Buy a solution from Data Masking Vendors
If the firm is less concerned about cloud-native services, there are several commercial products that offer data masking in various forms which meet many of these requirements. This includes IRI Fieldshield, Oracle Data Masking, Okera Active Data Access Platform, IBM Infosphere Optim Data Privacy, Protegrity, Informatica, SQL Server Data Masking, CA Test Data Manager, Compuware Test Data Privacy, Imperva Data Masking, Dataguise and Delphix. Several of these vendors have some form of existing partnership with cloud service providers. In our view, the best masking solutions for the use case under consideration is the one offered by Delphix.

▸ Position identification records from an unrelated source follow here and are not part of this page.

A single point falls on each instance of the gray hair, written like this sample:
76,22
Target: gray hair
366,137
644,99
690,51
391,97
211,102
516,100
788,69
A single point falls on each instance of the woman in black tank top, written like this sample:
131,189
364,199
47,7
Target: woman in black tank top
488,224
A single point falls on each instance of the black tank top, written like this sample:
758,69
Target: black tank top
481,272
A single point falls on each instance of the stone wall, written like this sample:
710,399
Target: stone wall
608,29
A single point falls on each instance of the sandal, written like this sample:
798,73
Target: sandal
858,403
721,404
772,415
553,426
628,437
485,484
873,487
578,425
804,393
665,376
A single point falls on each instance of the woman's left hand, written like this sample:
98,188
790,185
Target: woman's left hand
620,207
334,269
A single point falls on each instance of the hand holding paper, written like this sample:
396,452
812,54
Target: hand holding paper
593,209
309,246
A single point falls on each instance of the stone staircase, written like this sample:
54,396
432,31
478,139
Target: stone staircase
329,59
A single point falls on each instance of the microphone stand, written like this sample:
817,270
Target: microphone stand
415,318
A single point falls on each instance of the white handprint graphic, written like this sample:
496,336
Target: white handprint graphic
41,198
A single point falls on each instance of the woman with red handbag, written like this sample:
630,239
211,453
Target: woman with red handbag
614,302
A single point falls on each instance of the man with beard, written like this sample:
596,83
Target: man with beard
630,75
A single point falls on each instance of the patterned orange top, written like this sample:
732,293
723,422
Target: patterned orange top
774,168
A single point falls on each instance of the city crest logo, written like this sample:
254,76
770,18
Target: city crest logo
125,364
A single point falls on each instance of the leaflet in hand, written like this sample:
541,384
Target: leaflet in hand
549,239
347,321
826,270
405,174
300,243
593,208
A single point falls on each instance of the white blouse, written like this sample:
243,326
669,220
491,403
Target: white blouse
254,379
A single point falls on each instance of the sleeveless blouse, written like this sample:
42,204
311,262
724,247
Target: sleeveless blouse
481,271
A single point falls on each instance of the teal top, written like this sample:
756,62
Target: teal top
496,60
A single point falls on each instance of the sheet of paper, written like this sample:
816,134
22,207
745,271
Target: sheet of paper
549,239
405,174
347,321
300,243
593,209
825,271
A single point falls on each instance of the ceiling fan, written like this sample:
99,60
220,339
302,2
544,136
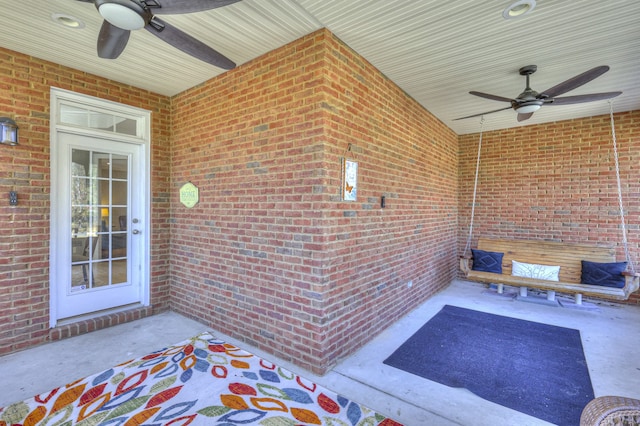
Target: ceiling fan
123,16
529,101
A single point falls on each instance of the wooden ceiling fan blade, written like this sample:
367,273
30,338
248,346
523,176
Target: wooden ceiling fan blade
575,82
176,7
492,97
524,116
112,41
567,100
482,113
188,44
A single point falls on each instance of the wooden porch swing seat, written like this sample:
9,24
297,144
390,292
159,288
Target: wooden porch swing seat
568,256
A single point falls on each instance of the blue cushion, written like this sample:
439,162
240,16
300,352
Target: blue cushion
606,274
487,261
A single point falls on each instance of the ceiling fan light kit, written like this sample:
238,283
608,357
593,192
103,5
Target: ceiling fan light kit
127,15
518,9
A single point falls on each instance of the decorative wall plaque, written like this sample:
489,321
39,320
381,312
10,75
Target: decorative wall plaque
189,195
349,180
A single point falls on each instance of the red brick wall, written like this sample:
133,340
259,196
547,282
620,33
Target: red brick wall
24,230
555,181
271,255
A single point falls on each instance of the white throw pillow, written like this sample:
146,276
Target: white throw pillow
531,270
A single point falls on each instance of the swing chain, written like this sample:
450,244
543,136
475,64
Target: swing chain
475,190
625,243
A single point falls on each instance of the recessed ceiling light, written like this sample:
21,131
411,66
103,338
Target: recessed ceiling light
67,20
518,9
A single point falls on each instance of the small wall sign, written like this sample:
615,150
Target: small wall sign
349,180
189,195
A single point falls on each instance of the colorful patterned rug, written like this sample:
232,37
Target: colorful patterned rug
201,381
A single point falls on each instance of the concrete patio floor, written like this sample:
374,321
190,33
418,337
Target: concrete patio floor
610,336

Buy: Data Masking with Delphix
This option leverages one of the commercial data masking providers to build data masking capability at AWS. Delphix offers a masking solution on the AWS marketplace. One of the benefits of a vendor solution like Delphix is that it can be deployed on-premises as well as within the public cloud. This allows customers to run all masking workloads on-premises and ensure no unmasked data is ever present in AWS. Some AWS services can be run on-premises (such as Storage Gateway), but Glue, CodeCommit/CloudFormation cannot.
One of the reasons Delphix is appealing is the integration between its masking solution and its “database virtualization” products. Delphix virtualization lets users provision “virtual databases” by exposing a filesystem/storage to a database engine (eg. Oracle) which contains a “virtual” copy of the files/objects that constitute the database. It tracks changes at a file-system block level, thus offering a way to reduce the duplication of data across multiple virtual databases (by sharing common blocks). Delphix has also built a rich set of APIs to support CI/CD and self-provisioning databases.

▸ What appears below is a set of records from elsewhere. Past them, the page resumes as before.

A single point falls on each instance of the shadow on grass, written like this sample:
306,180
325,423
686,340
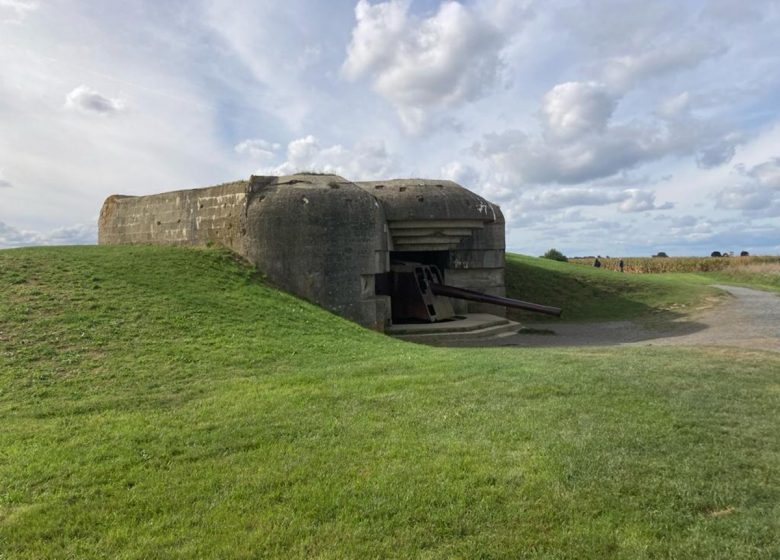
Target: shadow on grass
600,307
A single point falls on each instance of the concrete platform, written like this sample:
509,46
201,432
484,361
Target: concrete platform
471,326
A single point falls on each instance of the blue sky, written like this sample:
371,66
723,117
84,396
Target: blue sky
600,127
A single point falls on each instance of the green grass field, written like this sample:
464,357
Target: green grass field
591,294
164,403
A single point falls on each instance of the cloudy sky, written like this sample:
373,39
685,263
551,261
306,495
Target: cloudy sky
600,127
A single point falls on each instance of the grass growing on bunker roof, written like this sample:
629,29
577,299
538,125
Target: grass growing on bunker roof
161,402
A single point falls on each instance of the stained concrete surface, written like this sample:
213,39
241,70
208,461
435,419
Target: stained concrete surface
748,319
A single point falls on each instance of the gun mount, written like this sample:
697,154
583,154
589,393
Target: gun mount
418,292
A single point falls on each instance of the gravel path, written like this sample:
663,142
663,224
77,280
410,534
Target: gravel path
749,319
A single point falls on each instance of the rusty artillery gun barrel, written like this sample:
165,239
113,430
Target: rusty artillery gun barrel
471,295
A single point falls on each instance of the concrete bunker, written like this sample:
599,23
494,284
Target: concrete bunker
363,250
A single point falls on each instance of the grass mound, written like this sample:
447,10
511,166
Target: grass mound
160,402
591,294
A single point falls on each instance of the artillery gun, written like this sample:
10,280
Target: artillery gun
418,293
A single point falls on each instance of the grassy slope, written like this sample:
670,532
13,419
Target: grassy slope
590,294
159,403
762,280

Delphix’s virtualized databases offer several functions more commonly associated with modern version control systems such as git. This includes versioning, rollback, tagging, low cost branch creation coupled with the ability to revert to a point along the version tree. These functions are unique in that they bring source code control concepts to relational databases, vastly improving the ability of CI/CD pipeline to work with relational databases. This allows users to deliver on-demand, masked data to their on-demand, extensible public cloud environments.

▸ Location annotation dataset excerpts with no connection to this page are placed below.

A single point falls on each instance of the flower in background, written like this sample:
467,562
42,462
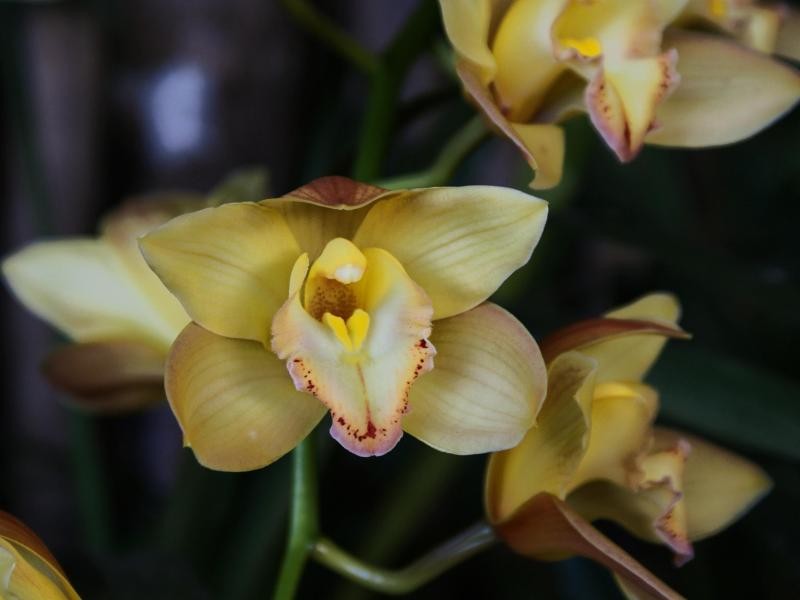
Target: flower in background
28,571
352,289
594,454
531,64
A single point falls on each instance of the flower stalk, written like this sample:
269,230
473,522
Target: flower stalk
407,579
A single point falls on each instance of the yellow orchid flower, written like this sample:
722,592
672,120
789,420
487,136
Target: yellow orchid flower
594,453
530,64
28,571
352,289
101,294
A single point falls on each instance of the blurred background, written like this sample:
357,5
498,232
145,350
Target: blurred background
103,101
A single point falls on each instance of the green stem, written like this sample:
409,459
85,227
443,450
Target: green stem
402,581
452,155
327,31
303,525
385,84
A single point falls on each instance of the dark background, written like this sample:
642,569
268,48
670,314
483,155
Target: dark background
105,100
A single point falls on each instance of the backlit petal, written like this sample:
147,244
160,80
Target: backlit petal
546,528
718,486
110,376
234,401
547,457
487,387
366,388
229,266
467,25
727,93
459,244
629,357
84,288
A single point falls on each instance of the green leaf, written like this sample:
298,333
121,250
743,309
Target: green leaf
729,399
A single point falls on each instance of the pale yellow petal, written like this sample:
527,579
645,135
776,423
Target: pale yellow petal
546,143
545,528
547,457
229,266
84,288
526,65
718,486
235,402
459,244
486,389
467,23
365,386
629,357
727,93
622,415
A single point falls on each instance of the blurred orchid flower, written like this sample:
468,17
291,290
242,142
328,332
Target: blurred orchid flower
101,294
594,454
28,571
530,64
353,289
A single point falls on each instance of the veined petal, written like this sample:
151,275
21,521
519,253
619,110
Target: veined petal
546,528
654,511
229,266
718,486
459,244
365,386
487,387
234,401
623,97
629,357
27,568
547,457
107,377
84,288
622,415
523,48
727,93
324,209
467,24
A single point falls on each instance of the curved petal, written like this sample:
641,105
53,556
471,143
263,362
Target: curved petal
487,387
234,401
467,24
364,382
83,287
727,93
546,528
324,209
628,358
459,244
229,266
546,459
108,377
27,568
718,486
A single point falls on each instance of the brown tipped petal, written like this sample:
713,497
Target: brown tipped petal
546,528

A reference architecture for a chained Delphix implementation utilizing both virtualization and masking would look like this:
For an organization with data of any value, masking data in lower environments (dev, test) is an absolute must. Masking such data also makes the task of migrating dev and test workloads to public clouds far easier and less risky. To do this efficiently, organizations should build an automated data masking pipeline to provision and mask data. This pipeline should support data in various forms, including files and relational databases. Should the build/buy decision tend toward purchase, there are several data masking products that can provide many of the core masking and profiling functions such a masking pipeline would need, and our experience has led us to choose Delphix.